ESTUDIAN SISTEMA CENTRALIZADO DE COMPRAS PARA MEDICAMENTOS ONCOLOGICOS Y DE ALTO COSTO

 

El Ministerio de Salud y la Jefatura de Gabinete avanzan en la elaboración de un proyecto de compras centralizadas de medicamentos oncológicos y de alto costo para tratamientos de sida, artrosis y esclerosis entre otras enfermedades, con la finalidad de realizar compras directas a precios inferiores de los que pagan actualmente el PAMI y las obras sociales.

El proyecto se propone ocupar el lugar que ha dejado vacante la virtual desaparición de la Administración de Programas Especiales (APE) que reintegra a las obras sociales los costos de los medicamentos de alto costo, las prótesis y  los tratamientos complejos, aunque en la practica  acumuló una deuda millonaria estimada de 12 mil a 18 mil millones de pesos.

El proyecto propone el modelo de compras centralizadas en la que el Estado tendrá mayor capacidad para negociar precios directamente con los laboratorios y las droguerías, evitando la dispersión actual y los negociados.

Precisamente, la noticia a puesto “nerviosos” a muchos  funcionarios que tenían “kioscos” en las adquisiciones, admitieron voceros del Ministerio de Salud. 
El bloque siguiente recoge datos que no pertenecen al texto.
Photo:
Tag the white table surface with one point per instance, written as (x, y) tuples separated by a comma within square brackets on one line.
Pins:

Las compras estarían básicamente destinadas a cubrir las demandas del PAMI y podría sumar a la Superintendencia de Servicios de Salud (SSS) que absorbió a la APE y su Fondo Solidario de Redistribución, que se nutre de los aportes de los trabajadores con relación de dependencia y del que surgen los recursos para las coberturas de alto costo de las obras sociales.

La redacción del proyecto está a cargo del ministro de Salud, Juan Manzur, pero se desconoce si la órbita en que funcionará el organismo encargado de las compras estará bajo su dependencia o quedará a cargo de la nueva Superintendenta de Servicios de Salud, Liliana Korenfeld, una funcionaria de absoluta confianza y acceso directo a la presidenta Cristina Fernández.
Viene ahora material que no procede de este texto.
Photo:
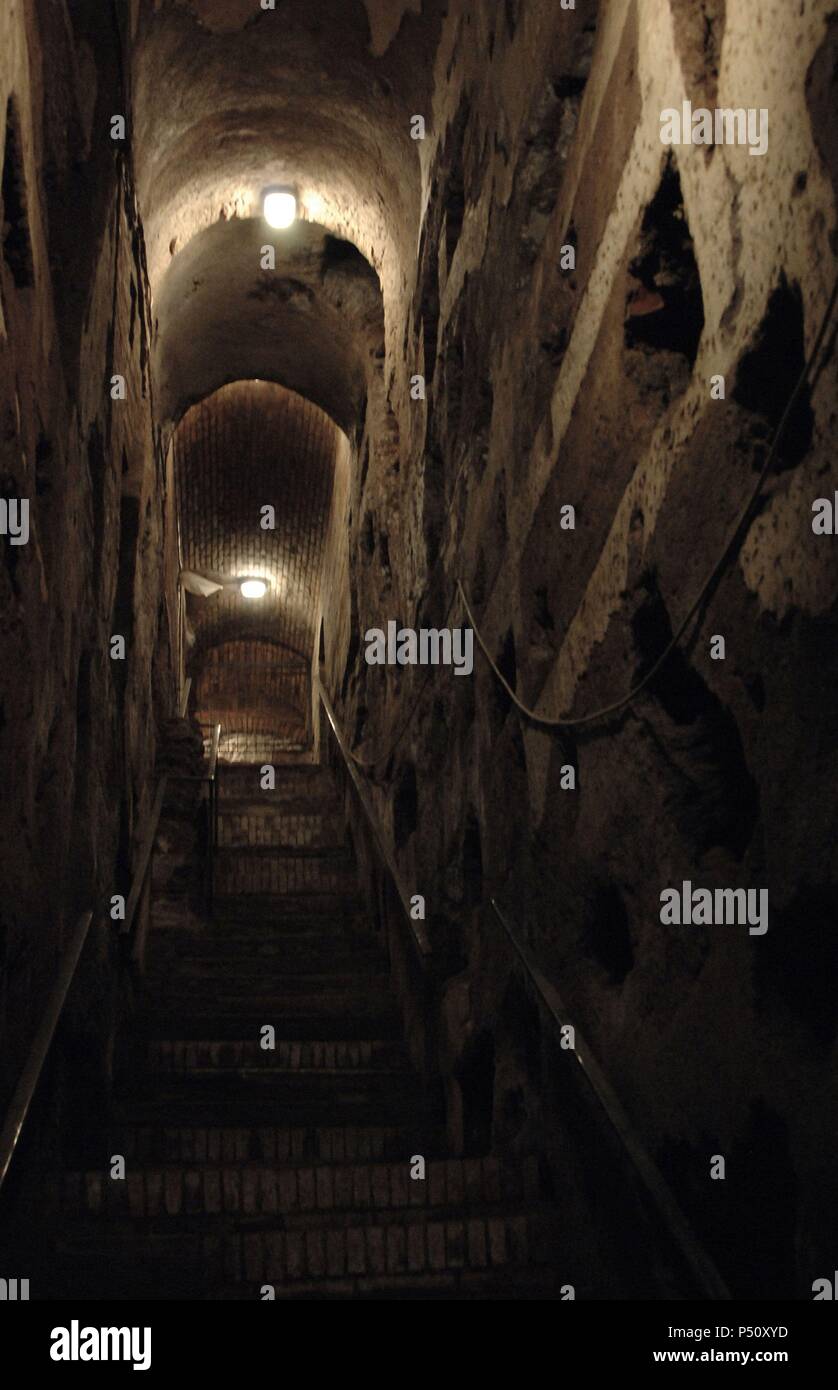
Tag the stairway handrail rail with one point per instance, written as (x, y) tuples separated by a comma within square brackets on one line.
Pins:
[(656, 1186), (417, 930)]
También Luciano Di Cesare, director del PAMI, podría figurar entre los candidatos a dirigir este sistema de compras centralizado, pero parece que su influencia ha decaído en la Casa Rosada, en desmedro de Korenfeld.

El ministro Manzur al margen de pilotear la iniciativa por pedido presidencial y del Jefe de Gabinete, Juan Manuel Abal Medina, no parece destinado a asumir la responsabilidad ya que no es un especialista en economía de la salud y ha evitado, hasta ahora, que las internas y las polémicas sobre la SSS o los reclamos de la CGT de Hugo Moyano y las obras sociales, lo salpiquen. Es más, adoptó un premeditado bajo perfil mientras se producían los cambios en el organismo.

Una de las variantes que podría adoptar Argentina es el Seguro Nacional de Enfermedades Catastróficas de Uruguay, que precisamente le concede al gobierno la fuerza como para negociar compras directas a mejores precios.

Los medicamentos de alto costo representaron un incremento de 6.800 por ciento en el presupuesto de la seguridad social de la Argentina entre 1999 y 2008 e insumen el 35 por ciento del gasto total en salud, cuando la población que requiere de estos medicamentos o tratamientos no supera el 6 por ciento.